When unscrupulous landlords and letting agencies get away
Who ensures that letting agencies and landlords are compliant with the laws? Try complaining to Trading Standards and you’ll find there’s no direct means of getting onto them. You’ll have to go through the elusive Citizens’ Advice Bureau to get a complaint to Trading Standards (and if you don’t have a landline, prepare for a monstrous phone bill from calling their premium number). The Ombudsman’s Office can’t investigate if the letting agency or landlord isn’t registered with a redress scheme (as was the case when I asked for my former landlord to be looked into). So there, they can get away with murder, and they do.
Shelter rightly points out that the typical renter pays over £40.000 in a five year period, almost enough for a deposit on a house!

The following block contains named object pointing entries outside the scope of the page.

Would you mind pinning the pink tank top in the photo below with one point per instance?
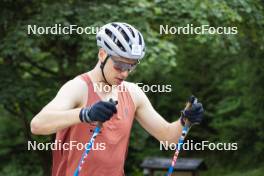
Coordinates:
(110, 146)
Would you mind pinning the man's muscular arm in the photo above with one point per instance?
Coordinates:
(152, 121)
(63, 111)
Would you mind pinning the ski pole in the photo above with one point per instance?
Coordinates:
(90, 144)
(181, 140)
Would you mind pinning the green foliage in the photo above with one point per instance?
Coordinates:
(224, 71)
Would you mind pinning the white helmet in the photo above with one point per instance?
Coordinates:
(121, 39)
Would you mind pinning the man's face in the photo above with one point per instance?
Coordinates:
(117, 69)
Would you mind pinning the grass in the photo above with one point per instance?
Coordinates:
(217, 172)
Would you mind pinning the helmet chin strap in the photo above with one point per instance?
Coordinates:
(102, 68)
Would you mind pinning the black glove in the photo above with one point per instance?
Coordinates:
(100, 111)
(194, 114)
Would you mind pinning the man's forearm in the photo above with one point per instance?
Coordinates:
(50, 121)
(174, 132)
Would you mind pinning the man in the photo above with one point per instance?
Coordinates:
(73, 113)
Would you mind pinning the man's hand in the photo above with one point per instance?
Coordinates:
(100, 111)
(194, 114)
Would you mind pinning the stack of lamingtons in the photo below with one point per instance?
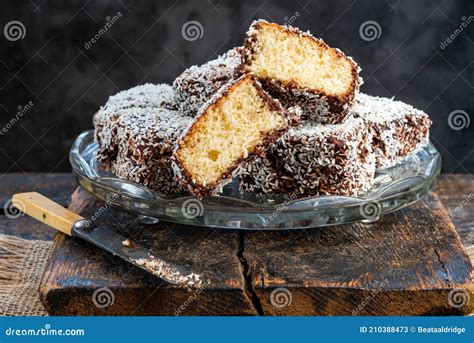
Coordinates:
(282, 114)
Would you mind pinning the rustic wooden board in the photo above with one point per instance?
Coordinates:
(58, 187)
(456, 192)
(407, 263)
(77, 269)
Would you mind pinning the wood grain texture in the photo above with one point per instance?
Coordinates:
(57, 187)
(405, 264)
(456, 192)
(77, 269)
(98, 269)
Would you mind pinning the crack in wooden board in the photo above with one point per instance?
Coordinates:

Shelter’s chief executive Campbell Robb says “Our drastic shortage of affordable homes is leaving millions of people stuck in their childhood bedrooms in a bid to save money, or in expensive and unstable private renting with little hope of ever saving for a home to put down roots in.”
If I had a childhood bedroom to return to in this country, I would have. Unfortunately I don’t, being a foreigner. So rent it is. I’m uncertain about the announced initiatives in Cameron’s housing and planning bill, now being debated. Shelter says it could potentially worsen the crisis.
But what could be worse than this? It’s scary to think about. For the chronically ill, renting can be more than just a battle for shelter over one’s head. It is also a constant fight to safeguard one’s health.
In other news, my fridge still isn’t working (it hasn’t been since I moved in January) and my food keeps going off.